Computing the parameter gradient with just the Pade jastrow gives
This gradient is much smaller than the when orbital rotation parameters are enabled, indicating a bug (All the gradient test results compare the numerical and analytic results are fine, indicating the consistency between parameters is fine) The Julia code gives -0.06(4), which is about a factor of two off of the QMCPACK result (though the error bars are very large)
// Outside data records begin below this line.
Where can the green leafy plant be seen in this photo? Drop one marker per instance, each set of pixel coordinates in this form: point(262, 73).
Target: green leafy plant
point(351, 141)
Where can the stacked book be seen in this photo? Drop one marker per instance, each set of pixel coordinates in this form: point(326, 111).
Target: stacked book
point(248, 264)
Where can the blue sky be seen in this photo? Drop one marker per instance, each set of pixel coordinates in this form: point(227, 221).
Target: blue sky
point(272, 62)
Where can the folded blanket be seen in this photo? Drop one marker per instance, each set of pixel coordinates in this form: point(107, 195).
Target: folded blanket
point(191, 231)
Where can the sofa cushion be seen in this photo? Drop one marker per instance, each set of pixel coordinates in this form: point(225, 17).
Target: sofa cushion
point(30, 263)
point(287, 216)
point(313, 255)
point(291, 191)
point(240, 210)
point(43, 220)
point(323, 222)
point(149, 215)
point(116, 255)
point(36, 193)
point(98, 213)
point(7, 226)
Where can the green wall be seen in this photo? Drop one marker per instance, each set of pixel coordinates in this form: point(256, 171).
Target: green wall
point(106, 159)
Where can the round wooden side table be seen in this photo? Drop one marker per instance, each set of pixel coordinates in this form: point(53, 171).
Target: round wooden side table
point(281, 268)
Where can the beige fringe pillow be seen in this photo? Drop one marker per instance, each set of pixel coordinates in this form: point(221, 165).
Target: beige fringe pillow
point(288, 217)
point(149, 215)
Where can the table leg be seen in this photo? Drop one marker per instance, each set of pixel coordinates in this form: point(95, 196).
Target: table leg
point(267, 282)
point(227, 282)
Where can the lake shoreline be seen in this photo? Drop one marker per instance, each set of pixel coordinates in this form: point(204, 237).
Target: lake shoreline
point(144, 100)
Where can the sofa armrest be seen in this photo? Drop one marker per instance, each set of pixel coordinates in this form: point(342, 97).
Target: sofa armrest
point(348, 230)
So far the QMCPACK runs have been done with 1 thread.
Constraints
Another way to keep the rotations the same between up and down is to use constraints. This is implemented in the code but not well supported. I don't think it will be supported going forward, but I'm including here for completeness. Using an input with separate spo-up and spo-down sposts, add the following to the qmc method section
The code issue comes in from OptVariables and OptVariablesForPsi in QMCCostFunctionBase. Normally, they are the same size, but with constraints they are different sizes. NumOptimizables is the size of OptVariables. In several places, the size of OptVariablesForPsi should be used instead (in the sizes of rDsaved, etc in QMCCostFunction::checkConfigurations, and other places that use rDsaved and similar variables)
Cusp correction
Might need to use psi.rows() or psi.size() instead of BasisSetSize in soaCuspCorrection::evaluate_vgl and evaluateV (and change addV and evaluateV to pass the additional size information). I think these changes are due to orbital rotation.